An ancient synagogue, dating back about 2,000 years (Second Temple period), has been unearthed by a team of archaeologists digging at the site of Magdala, an ancient city on the shore of the Sea of Galilee.
Magdala was an important fishing town in the first century CE on the western shore of the Sea of Galilee.
Also known as Migdal in Hebrew and Taricheae in Greek, it is believed to be the home town of Mary Magdalene.
Magdala also served as a main rebel base under the commander Flavius Josephus during the First Jewish War with the Romans.
“The discovery sheds light on the social and religious life of the Jews in the Galilee during this period and indicates the need for a special building for studying and reading the Torah and social gatherings,” said University of Haifa archeologists Professor Adi Erlich and Dr.

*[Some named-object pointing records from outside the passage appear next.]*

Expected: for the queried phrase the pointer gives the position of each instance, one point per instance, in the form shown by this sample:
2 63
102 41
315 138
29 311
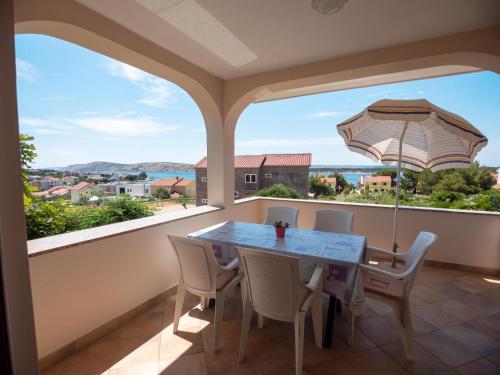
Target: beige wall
77 289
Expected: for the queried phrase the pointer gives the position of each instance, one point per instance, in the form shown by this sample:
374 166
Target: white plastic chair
337 221
285 214
201 275
273 287
394 288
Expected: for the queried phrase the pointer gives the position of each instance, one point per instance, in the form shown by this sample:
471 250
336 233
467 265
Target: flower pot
280 232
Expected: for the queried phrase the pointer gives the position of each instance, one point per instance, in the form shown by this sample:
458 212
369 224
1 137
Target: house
54 192
69 180
138 189
332 181
84 190
186 187
255 172
47 183
165 183
378 184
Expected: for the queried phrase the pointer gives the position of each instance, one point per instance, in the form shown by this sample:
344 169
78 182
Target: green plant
278 191
318 187
162 193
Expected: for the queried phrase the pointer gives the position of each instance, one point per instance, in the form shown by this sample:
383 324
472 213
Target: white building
138 189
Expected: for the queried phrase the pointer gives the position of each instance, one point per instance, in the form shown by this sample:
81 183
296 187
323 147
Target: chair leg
179 303
317 317
405 325
299 341
219 312
261 321
245 328
350 334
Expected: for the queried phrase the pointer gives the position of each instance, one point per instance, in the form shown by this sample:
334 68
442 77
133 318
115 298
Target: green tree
409 181
318 187
342 184
28 156
454 182
45 219
162 193
278 191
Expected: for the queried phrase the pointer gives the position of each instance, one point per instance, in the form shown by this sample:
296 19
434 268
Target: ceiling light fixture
327 6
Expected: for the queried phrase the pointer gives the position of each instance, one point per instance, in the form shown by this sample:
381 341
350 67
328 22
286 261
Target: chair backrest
273 282
337 221
285 214
414 257
198 267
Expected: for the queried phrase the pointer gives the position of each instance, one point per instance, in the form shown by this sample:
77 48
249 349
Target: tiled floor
456 321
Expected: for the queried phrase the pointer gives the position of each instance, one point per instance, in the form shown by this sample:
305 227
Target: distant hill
104 166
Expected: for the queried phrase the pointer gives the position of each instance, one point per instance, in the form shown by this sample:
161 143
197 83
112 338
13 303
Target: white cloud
123 125
156 91
44 131
327 141
26 71
326 114
32 121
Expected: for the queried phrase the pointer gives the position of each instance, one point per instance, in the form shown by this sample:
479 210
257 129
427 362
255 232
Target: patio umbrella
412 134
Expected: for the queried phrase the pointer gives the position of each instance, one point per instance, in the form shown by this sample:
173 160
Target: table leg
330 322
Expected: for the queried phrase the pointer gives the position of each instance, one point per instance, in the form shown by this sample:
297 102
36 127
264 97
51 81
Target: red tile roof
184 182
287 160
80 186
378 179
330 180
255 161
167 181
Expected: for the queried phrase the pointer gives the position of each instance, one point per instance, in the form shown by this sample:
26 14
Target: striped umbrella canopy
412 134
432 137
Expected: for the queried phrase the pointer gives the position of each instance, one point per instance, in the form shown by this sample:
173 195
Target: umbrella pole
396 206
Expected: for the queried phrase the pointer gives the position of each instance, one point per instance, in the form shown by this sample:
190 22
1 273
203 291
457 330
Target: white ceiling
233 38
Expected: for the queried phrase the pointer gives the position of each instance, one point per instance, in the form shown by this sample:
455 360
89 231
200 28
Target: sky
82 106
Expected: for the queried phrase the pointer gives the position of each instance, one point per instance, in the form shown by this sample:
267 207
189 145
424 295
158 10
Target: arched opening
102 130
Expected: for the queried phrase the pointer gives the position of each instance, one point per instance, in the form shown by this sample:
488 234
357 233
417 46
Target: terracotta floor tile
479 367
425 363
428 295
489 325
187 365
376 306
378 330
435 316
473 339
450 351
495 359
420 326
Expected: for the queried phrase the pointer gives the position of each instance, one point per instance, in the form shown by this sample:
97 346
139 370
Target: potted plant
280 228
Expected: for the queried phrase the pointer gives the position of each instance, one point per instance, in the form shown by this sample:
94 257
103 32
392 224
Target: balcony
92 317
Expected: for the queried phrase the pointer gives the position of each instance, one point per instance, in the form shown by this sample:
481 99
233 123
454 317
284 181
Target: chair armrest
316 279
232 265
371 269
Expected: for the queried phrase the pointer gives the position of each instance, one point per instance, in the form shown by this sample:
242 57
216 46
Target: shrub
162 193
278 191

Dina Avshalom-Gorni.
“This is the second synagogue from the Roman period that has been uncovered in the village — and the first case of the existence of two synagogues in any locality from the Second Temple period, a period when the Temple in Jerusalem was still standing.”
The first synagogue was uncovered in Magdala in 2009 when an excavation by the Israel Antiquities Authority unearthed Jewish ritual baths, streets, a marketplace, and industrial facilities.
“A unique artifact stood in the middle of the synagogue’s main hall: a large stone portraying the Second Temple of Jerusalem, with a carved, seven-branched menorah on one side,” the archaeologists said.
“Its discovery is significant because it was carved on the stone when the Temple was still standing.”
“Finding two synagogues less than 200 m apart in a locality of several thousand residents is now changing our understanding of Jewish life in this period,” they added.
“The fact that we found two synagogues indicates that the Jews of the Second Temple period were sought a place for religious and perhaps social gatherings.”
“The fact that we found a carved stone depicting the Temple Menorah in the other synagogue highlights the connection between Jerusalem and subordinate communities.”